I’m working on a bot for one of our websites, there’s a large amount of knowledge hidden in a decade of articles and news. So far I’ve just done a DB dump of a recent period and saved it as a CSV of title, date, intro, body text and reference URL on the website.
I then used Python with LlamaIndex with SimpleCSVReader to parse the CSV into documents which I then save.
SimpleCSVReader = download_loader("SimpleCSVReader")
loader = SimpleCSVReader()
documents = loader.load_data(file=Path(f'{folder}/{fname}'))
index = GPTVectorStoreIndex.from_documents(
documents,
llm_predictor = llm_predictor,
prompt_helper = prompt_helper)
index.storage_context.persist(persist_dir=".") # save in current directory
I can then query fine using a custom prompt that says to only use the context provided for answers.
This works pretty well, it’s done a great job of becoming pretty clever about the subject matter, an expert!
Here’s where I’m stuck though. The SimpleCSVReader is quite opaque, I don’t know how it presents the CSV as documents - just all concatenated together in a big text string?
My company wants the replies to contain links to resources on our website whenever possible, and if the URL is available for each page/document I figure this should be possible, right? But even if I tell the custom prompt to include URLs it won’t. But if I ask a question to ‘provide me with links about X’, then it provides a list that is correct!

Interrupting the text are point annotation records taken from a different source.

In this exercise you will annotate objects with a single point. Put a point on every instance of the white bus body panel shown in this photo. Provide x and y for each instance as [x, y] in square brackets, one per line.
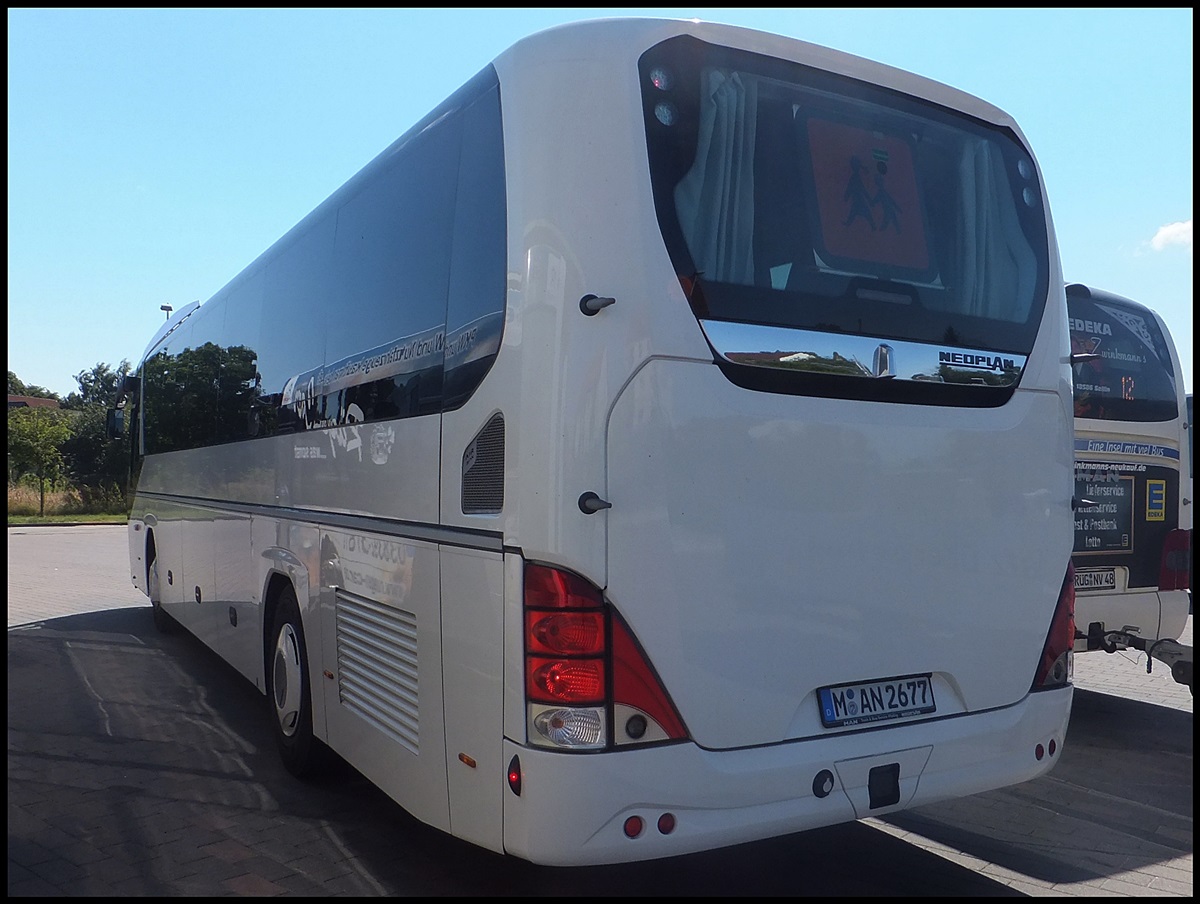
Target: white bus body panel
[567, 813]
[840, 527]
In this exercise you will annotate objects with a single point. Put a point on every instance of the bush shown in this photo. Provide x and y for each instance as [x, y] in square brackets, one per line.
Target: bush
[23, 500]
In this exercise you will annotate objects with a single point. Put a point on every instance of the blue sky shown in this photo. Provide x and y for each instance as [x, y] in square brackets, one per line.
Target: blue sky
[153, 154]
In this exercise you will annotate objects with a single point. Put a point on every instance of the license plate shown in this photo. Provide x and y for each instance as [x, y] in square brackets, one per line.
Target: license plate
[868, 701]
[1097, 579]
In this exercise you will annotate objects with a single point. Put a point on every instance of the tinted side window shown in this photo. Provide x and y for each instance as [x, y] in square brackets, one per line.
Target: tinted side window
[391, 258]
[478, 283]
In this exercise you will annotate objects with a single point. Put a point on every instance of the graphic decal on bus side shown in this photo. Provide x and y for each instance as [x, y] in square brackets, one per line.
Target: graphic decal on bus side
[1108, 447]
[1107, 524]
[400, 378]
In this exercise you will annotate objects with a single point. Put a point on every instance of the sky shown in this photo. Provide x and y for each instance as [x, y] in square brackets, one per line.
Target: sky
[153, 154]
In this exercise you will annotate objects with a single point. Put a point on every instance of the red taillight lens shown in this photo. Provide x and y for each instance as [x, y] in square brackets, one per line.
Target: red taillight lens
[634, 682]
[1175, 572]
[565, 633]
[588, 684]
[553, 588]
[1055, 666]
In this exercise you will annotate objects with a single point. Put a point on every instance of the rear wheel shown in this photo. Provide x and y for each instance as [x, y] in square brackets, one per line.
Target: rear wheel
[289, 690]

I feel like I’m not formatting or structuring the source data correctly to make this happen.
I’m thinking I should be splitting the csv into separate documents then using LlamaIndex’s SimpleDirectoryReader? And this way I can customise the documents? But what can you customise? What format should it be in? I can’t any examples of adding embeddings or manipulating the Document object at all
Or should I convert them to json like training data in one big file? Something like this??
{"prompt": "<prompt text>", "completion": "<ideal generated text>"}
{"prompt": "<prompt text>", "completion": "<ideal generated text>"}
{"prompt": "<prompt text>", "completion": "<ideal generated text>"}
I’m a bit confused as I can’t find anything about the document format on LlamaIndex and if it’s the same as OpenAI’s training data?
And finally, how in either of these systems would I encourage the replies to contain references to their source?
Any guidance and help would be very much appreciated! Thanks!
(sorry I can’t include links as it’s my first post!)